Urbanisme

Autorisation d'urbanisme frauduleuse

Le retrait par l'administration à tout moment

L'installation de panneaux photovoltaïques peut nécessiter le dépôt d'une déclaration préalable en mairie, dans les conditions fixées par le livre IV du code de l'urbanisme. Conformément à l'article R. 423-1 du code de l'urbanisme, cette demande peut être déposée par le ou les propriétaires du ou des terrains, leur mandataire ou par une ou plusieurs personnes attestant être autorisées par eux à exécuter les travaux. L'instruction des autorisations d'urbanisme se fonde sur la théorie du propriétaire apparent, selon laquelle l'administration n'a pas à vérifier les relations contractuelles entre le propriétaire et l'entreprise réalisant les travaux pour lesquels une demande d'autorisation est déposée, dès lors que le demandeur déclare être habilité à déposer la demande. Toutefois, toute autorisation d'urbanisme qui serait obtenue par une personne ne disposant pas de la qualité requise pour la demander serait regardée comme frauduleuse. Un tel acte administratif obtenu par fraude peut être retiré à tout moment par l'autorité compétente, sans condition de délai. Ainsi, les propriétaires ayant connaissance d'autorisations obtenues par des tiers sans leur consentement aux travaux projetés peuvent se rapprocher de l'autorité l'ayant délivrée, afin de faire connaître la fraude et que la décision puisse être retirée. En tout état de cause, les travaux ne sauraient être exécutés légalement sur le bien sans l'accord du propriétaire. Le droit garantissant ainsi les droits du propriétaire sur ce bien, il n'est pas envisagé de faire évoluer les textes. En effet, imposer que seuls les propriétaires puissent déposer les demandes d'autorisation engendrerait d'importantes contraintes sur les projets régulièrement conduits par des mandataires, beaucoup de personnes confiant par exemple aux architectes ou entreprises de travaux le soin de déposer pour leur compte les demandes d'autorisations. Le Gouvernement reste très attentif aux pratiques abusives de démarchages dans le secteur du bâtiment et poursuit ses actions de contrôle pour lutter contre la fraude.
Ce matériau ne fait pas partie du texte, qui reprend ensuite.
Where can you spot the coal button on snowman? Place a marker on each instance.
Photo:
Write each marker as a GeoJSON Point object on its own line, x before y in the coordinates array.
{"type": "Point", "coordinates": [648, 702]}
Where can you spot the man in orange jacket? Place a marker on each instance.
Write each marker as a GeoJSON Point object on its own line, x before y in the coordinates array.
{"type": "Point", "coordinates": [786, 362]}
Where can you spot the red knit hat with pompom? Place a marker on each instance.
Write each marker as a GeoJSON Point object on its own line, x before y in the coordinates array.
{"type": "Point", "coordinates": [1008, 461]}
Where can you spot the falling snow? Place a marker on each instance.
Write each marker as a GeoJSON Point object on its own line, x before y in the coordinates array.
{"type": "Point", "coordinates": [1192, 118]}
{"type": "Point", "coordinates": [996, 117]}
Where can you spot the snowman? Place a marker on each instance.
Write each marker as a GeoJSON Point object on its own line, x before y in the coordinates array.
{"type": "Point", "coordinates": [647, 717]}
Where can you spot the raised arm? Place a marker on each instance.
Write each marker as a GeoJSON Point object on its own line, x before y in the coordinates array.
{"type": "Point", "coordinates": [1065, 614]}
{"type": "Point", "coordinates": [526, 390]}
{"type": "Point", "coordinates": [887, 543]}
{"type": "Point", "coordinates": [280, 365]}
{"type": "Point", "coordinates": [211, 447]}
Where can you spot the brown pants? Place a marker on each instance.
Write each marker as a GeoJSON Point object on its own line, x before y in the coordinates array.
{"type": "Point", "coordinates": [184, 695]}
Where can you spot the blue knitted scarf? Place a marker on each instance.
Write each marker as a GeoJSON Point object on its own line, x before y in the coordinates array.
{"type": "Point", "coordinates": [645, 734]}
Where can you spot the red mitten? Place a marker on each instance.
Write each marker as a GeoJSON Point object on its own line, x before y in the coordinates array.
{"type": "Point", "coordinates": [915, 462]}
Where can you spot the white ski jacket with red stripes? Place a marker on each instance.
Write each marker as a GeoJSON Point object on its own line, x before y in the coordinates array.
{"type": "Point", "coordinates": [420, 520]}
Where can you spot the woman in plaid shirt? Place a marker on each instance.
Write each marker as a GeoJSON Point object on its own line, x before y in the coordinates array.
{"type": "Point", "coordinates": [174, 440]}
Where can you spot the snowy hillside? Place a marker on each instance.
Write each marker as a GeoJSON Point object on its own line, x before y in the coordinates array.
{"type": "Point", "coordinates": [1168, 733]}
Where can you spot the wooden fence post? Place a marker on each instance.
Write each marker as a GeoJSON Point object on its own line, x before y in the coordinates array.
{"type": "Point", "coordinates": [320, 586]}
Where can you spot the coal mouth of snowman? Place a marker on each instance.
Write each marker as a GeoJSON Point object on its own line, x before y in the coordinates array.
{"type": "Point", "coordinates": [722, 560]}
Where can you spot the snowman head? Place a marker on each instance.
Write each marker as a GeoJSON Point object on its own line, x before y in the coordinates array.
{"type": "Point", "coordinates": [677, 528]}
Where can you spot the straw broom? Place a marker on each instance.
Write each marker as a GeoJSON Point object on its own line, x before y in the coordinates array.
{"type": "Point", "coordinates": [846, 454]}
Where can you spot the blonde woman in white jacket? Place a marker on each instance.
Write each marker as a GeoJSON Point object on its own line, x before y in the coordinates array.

Source : Réponse du Ministère de la ville et du logement publiée dans le JO Sénat du 05/03/2026 - page 1223

Pouvoir de régularisation d'urbanisme 

  • Des précisions sur les modalités de mise en œuvre

Selon le Conseil d'Etat, il résulte du code de l'urbanisme que, lorsqu'a été dressé un procès-verbal constatant que des travaux soumis à permis de construire, permis d'aménager, permis de démolir ou déclaration préalable ou dispensés, à titre dérogatoire, d'une telle formalité ont été entrepris ou exécutés irrégulièrement, l'autorité compétente pour délivrer l'autorisation d'urbanisme peut, dans le cadre de ses pouvoirs de police spéciale et indépendamment des poursuites pénales qui peuvent être exercées pour réprimer l'infraction constatée, mettre en demeure l'intéressé, après avoir recueilli ses observations, selon la nature de l'irrégularité constatée et les moyens permettant d'y remédier, soit de solliciter l'autorisation ou la déclaration nécessaire, soit de mettre la construction, l'aménagement, l'installation ou les travaux en cause en conformité avec les dispositions dont la méconnaissance a été constatée, y compris, si la mise en conformité l'impose, en procédant aux démolitions nécessaires. Toutefois, lorsque les travaux en cause sont conformes à une autorisation d'urbanisme, l'autorité compétente, alors même qu'elle estimerait que cette autorisation a été accordée en méconnaissance des règles d'urbanisme applicables, ne saurait délivrer aucune mise en demeure tant que cette autorisation n'a pas fait l'objet d'une annulation par le juge administratif. Par ailleurs, le pouvoir de mise en demeure dont dispose l'autorité compétente en vertu de l'article L. 481-1 du code de l'urbanisme s'exerce indépendamment des poursuites pénales qui peuvent être engagées pour réprimer l'infraction constatée. Ainsi, pour le Conseil d'Etat, en jugeant qu'un maire n'avait pu légalement refuser de procéder à une mise en demeure de prendre les mesures de remise en état en litige au seul motif que le juge pénal serait appelé à se prononcer sur ces mesures, le juge d'appel, qui ne s'est pas mépris sur la portée de la décision du maire, n'a pas commis d'erreur de droit.